Tatiana y su hermano mayor, Boris, me
vinieron a buscar el 24 de diciembre, bien temprano, cuando mi tío Raúl
encendía el fuego tenue que asaría el lechón trozado de la noche y mi abuela
Concepción desplumaba a la multitud de pollos jóvenes del escabeche.
Mi mamá envolvió uno de sus panes dulces y me
encargó que se lo entregara a la madre de mis amigos húngaros.
Cuando hicimos las casi cinco cuadras y
llegamos al jardín de su casa vimos al padre de Boris y Tatiana haciendo un pastón
de cemento, arena y cal sobre un contrapiso desparejo.

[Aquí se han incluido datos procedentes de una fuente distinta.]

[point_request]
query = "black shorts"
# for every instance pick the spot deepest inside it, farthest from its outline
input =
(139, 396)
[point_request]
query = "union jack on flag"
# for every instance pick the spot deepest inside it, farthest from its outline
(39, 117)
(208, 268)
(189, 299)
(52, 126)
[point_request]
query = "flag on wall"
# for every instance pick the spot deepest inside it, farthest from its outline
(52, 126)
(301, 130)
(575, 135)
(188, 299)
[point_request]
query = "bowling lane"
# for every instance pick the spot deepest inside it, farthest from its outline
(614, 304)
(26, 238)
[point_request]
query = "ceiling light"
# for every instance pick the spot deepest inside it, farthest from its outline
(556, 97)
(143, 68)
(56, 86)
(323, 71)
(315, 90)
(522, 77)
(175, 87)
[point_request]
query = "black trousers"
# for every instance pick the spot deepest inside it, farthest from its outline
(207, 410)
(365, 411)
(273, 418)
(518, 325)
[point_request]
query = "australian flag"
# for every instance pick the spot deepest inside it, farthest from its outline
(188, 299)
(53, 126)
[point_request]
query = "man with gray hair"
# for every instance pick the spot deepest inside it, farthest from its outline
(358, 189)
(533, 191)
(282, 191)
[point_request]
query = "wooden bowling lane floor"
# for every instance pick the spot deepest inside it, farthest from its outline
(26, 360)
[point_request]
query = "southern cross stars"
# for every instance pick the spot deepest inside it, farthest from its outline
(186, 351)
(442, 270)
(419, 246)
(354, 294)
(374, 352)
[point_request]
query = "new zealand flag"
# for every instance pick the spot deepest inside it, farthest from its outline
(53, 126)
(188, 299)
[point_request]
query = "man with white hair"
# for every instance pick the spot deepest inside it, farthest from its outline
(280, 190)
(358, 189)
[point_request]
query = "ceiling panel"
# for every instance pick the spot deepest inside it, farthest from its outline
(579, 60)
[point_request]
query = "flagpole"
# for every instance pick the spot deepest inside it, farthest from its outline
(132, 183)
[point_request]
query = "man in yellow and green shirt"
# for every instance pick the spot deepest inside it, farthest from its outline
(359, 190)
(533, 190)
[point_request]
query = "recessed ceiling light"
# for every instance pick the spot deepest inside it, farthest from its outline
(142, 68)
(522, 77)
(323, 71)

El húngaro llenó dos baldes y comenzó a
trabajar una forma extraña sobre una pila de ladrillos de un metro y medio de
altura. Mientras tanto, su mujer leía en su idioma natal pasajes de un libro antiguo
de tapas verdes.
Tadeusz, que tenía mi misma edad, miraba desde un costado.
Como mis amigos estaban callados, no abrí la boca y cuando la figura monstruosa
desplegó sus alas quietas, sentí miedo.
La familia rodeó al ser horrendo tomándose de
la mano y con un gesto me sumé al círculo tomando con mi derecha la izquierda
de la mujer y con mi izquierda la derecha de Tatiana.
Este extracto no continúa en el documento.